COVID-19 associated Kawasaki-like multisystem inflammatory disease in an adult

Sabrina Sokolovsky a, Parita Soni b, Taryn Hoffman a, Philip Kahn c, Joshua Scheers-Masters d,
PMCID: PMC7315983  PMID: 32631771

Abstract

Recent reports have described a secondary Multisystem Inflammatory Syndrome in Children (MIS-C) after a prior COVID-19 infection that often has features of Kawasaki disease (KD). Here, we report the case of a 36-year-old woman who presented to the emergency department hypotensive and tachycardic after 1 week of fevers, abdominal pain, vomiting and diarrhea, and was found to have the classic phenotype of complete Kawasaki's Disease including nonexudative conjunctivitis, cracked lips, edema of the hands and feet, palmar erythema, a diffuse maculopapular rash, and cervical lymphadenopathy.
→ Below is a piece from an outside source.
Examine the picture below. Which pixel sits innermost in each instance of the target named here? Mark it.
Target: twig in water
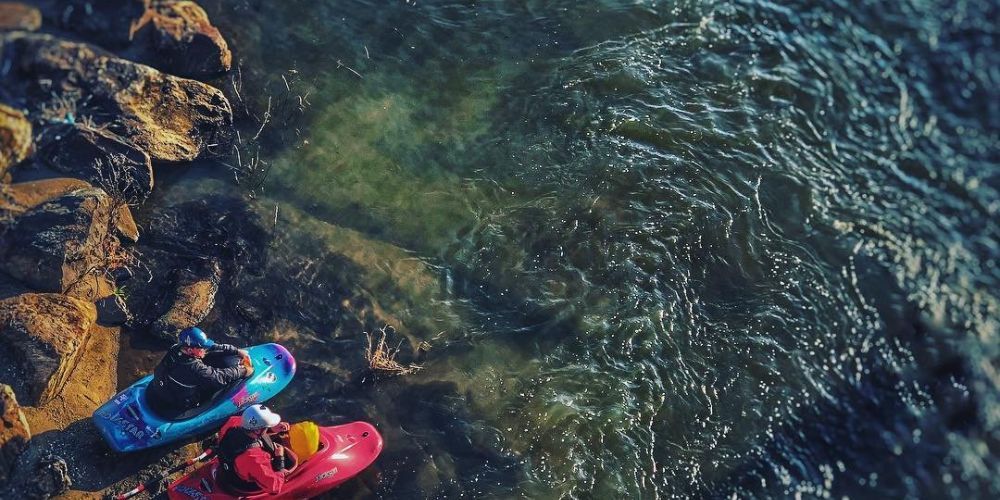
(267, 116)
(340, 64)
(382, 358)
Initial laboratory studies were significant for hyponatremia, elevated liver function tests including direct hyperbilirubinemia, and leukocytosis with neutrophilia. Imaging revealed mild gallbladder wall edema, a small area of colitis, and small pleural effusion. She was treated for Kawasaki Disease Shock Syndrome (KDSS) with pulse dose solumedrol, IVIG, and aspirin with near resolution of symptoms and normalization of vital signs within 1 day and subsequent improvement in her laboratory abnormalities. She was later found to be COVID-19 IgG positive, suggesting past exposure. This case represents an early report of a KD-like illness in an adult with serologic evidence of a previous COVID-19 infection, similar to MIS-C. It suggests that the virulent strain of SARS-CoV-2 appears to cause a post-infectious inflammatory syndrome similar to KD in adults, as well as children. Our understanding of the myriad of COVID-19 symptoms and sequelae is rapidly evolving. We recommend physicians remain vigilant for inflammatory syndromes that mimic KD/KDSS which may warrant prompt treatment with IVIG and steroids.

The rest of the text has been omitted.